Gerade hat auch der Sommerschlussverkauf begonnen. Wann haben Sie mit dem Sale gestartet?

Wir sind vor acht Wochen und damit dieses Jahr deutlich früher und aggressiver in die Reduzierung gegangen. Das ist eigentlich kein gutes Signal und führt eher zu einem Umkehreffekt. Wir müssen uns auch wieder früh genug aus dieser Rabattspirale verabschieden. Dadurch, dass wir uns durch Eigenkapital finanzieren und keine Geldgeber:innen im Rücken haben, können und wollen wir diesen Preiskampf überhaupt nicht gewinnen. Wir stehen für Kuration von guter Mode. Der Preis spricht dann leider für sich selbst.

Wir können jetzt noch keinen extremen Trend wie Pre-Sale ableiten. Wir nehmen aber eine immer frühere Verlagerung von Reduzierungen über den gesamten Zeitraum wahr. Dabei geht es jetzt aber nicht von einer Reduzierung in die nächste und nächste, wo man nur noch zwischen Begrifflichkeiten unterscheidet.

Was führte dazu, dass Sie früher und aggressiver in die Reduzierung gegangen sind?

Es ist sehr abhängig vom Saisonverlauf, auf den man dann reagieren muss. Geht ein Monat schief, kannst du eigentlich auch deine Jahresplanung und den Start in die Sale-Phase über den Haufen werfen. Es ist sehr individuell.

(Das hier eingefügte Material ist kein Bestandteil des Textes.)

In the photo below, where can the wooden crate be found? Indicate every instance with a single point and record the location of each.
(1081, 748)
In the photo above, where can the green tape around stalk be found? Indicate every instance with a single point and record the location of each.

Letztes Jahr hatten wir ein super Jahr und ein sehr glückliches Händchen. Dieses Jahr ist aufgrund der Rahmenbedingungen deutlich herausfordernder und das macht sich natürlich auch in einer Sale-Phase extrem bemerkbar. Wir haben weniger Glück mit den Wettersituationen. Im Vorjahr hatten wir einen schönen und angenehmen Wetterverlauf. Dieses Jahr geht es hoch runter, hoch runter. Wir haben extreme Hitzephasen, die dann auch unglücklicherweise noch auf Wochenend-Konstellationen fallen. Unbeständigkeit beim Wetter sorgt nie für eine konstante Konsumlaune. Und das merken wir.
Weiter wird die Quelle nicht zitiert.